Schlegels revolutionärer Versuch, das Schreiben und Sprechen über Literatur neu zu verstehen, ist eine der Inspirationsquellen für die Tagung „Poetic Critique“, die das an der Graduiertenschule angesiedelte „Philologische Laboratorium“ vom 27. bis 29. Juni 2019 ausrichtet. Ziel der dreitägigen Konferenz ist es, über „historische und aktuelle Möglichkeiten einer Poetisierung von Kritik und Wissenschaft nachzudenken und zu diskutieren“, sagt Simon Schleusener. Der promovierte Amerikanist organisiert die Tagung gemeinsam mit Professor Michel Chaouli von der Indiana University, Professorin Jutta Müller-Tamm vom Institut für Deutsche und Niederländische Philologie der Freien Universität und dem Doktoranden Jan Lietz.

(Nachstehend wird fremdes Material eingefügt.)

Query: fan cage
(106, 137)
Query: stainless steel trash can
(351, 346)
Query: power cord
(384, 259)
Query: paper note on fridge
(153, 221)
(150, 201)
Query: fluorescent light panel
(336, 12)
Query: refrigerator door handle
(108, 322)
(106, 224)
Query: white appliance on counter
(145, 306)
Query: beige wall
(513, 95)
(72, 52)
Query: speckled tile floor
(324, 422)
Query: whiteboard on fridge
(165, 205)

Die Tagung möchte auch zum Erforschen des Kritikbegriffs und seiner möglichen Alternativen anregen. Welche Formen könnte Kritik annehmen, wenn sie poetisch ausgeübt würde? Was macht eine poetische Kritik sichtbar, was verbirgt sie? Hat sie, um wiederum mit Schlegel zu sprechen, ein „Bürgerrecht“ im Reich der Wissenschaft? Welche anderen Möglichkeiten gibt es, Kritik zu erneuern?

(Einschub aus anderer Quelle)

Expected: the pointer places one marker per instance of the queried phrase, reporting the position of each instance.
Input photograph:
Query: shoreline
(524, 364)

Die Tagungsorganisatoren haben Simon Schleusener zufolge weder eine „Kritik der Kritik“ im Sinn, noch soll Schlegels mehr spielerische als ernste Kampfansage an überlieferte Kritikbegriffe im Zentrum der Konferenz stehen: „Nimmt man Schlegels Überlegungen wörtlich, dann folgte daraus letztlich eine weitreichende Aufhebung der Differenz von Wissenschaft und Literatur.“ Das sei nicht der Zweck des Projekts, sagt Schleusener. „Es lohnt sich jedoch, darüber nachzudenken, wie es zu einer fruchtbaren Annäherung von Literatur und Wissenschaft kommen kann – und wie ein Kritikbegriff aussähe, der seinem Gegenstand gerecht wird.“ Folglich richtet sich die Tagung gerade auch an Personen, die sich an der Schnittstelle von Kunst und Kritik bewegen. Einige der eingeladenen Gäste, zum Beispiel die antiguanisch-amerikanische Autorin Jamaica Kincaid oder der indische Schriftsteller und Musiker Amit Chaudhuri, verkörpern diese „Doppelrolle“ in ihrer eigenen Arbeit.

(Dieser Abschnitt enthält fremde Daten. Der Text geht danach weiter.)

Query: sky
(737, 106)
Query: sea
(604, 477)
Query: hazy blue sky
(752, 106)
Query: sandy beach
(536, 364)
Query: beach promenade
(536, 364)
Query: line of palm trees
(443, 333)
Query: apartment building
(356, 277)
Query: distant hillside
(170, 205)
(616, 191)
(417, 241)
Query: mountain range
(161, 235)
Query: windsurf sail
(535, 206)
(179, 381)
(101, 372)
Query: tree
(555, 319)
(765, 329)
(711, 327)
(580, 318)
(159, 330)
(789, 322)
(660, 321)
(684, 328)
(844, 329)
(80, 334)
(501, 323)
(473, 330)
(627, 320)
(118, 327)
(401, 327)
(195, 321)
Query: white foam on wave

Zur Teilnahme eingeladen sind alle Interessierten aus den Bereichen Philosophie und Geisteswissenschaft, Kunst und Literatur. Aufgrund der zahlreichen internationalen Gastrednerinnen und -redner findet die gesamte Veranstaltung auf Englisch statt.

Weitere Informationen

FSGS Summer School 2019

Reading Group „Engagement“
24. bis 27. Juni 2019 (in der Galerie für zeitgenössische Kunst, Leipzig)
Bewerbungen bis zum 2. April in Kombination mit der Summer School

Summer School „The Politics of Literature – Literature and Politics“
1. bis 4. Juli 2019 (an der Freien Universität Berlin)
Bewerbung bis zum 2. April (wahlweise in Tandem mit der Reading Group)

Tagung „Poetic Critique“
27. bis 29. Juni 2019
Ort: Indiana University Europe Gateway, Gneisenaustraße 27, 10961 Berlin.

Alle Veranstaltungen – Summer School, Reading Group und die Tagung – finden auf Englisch statt.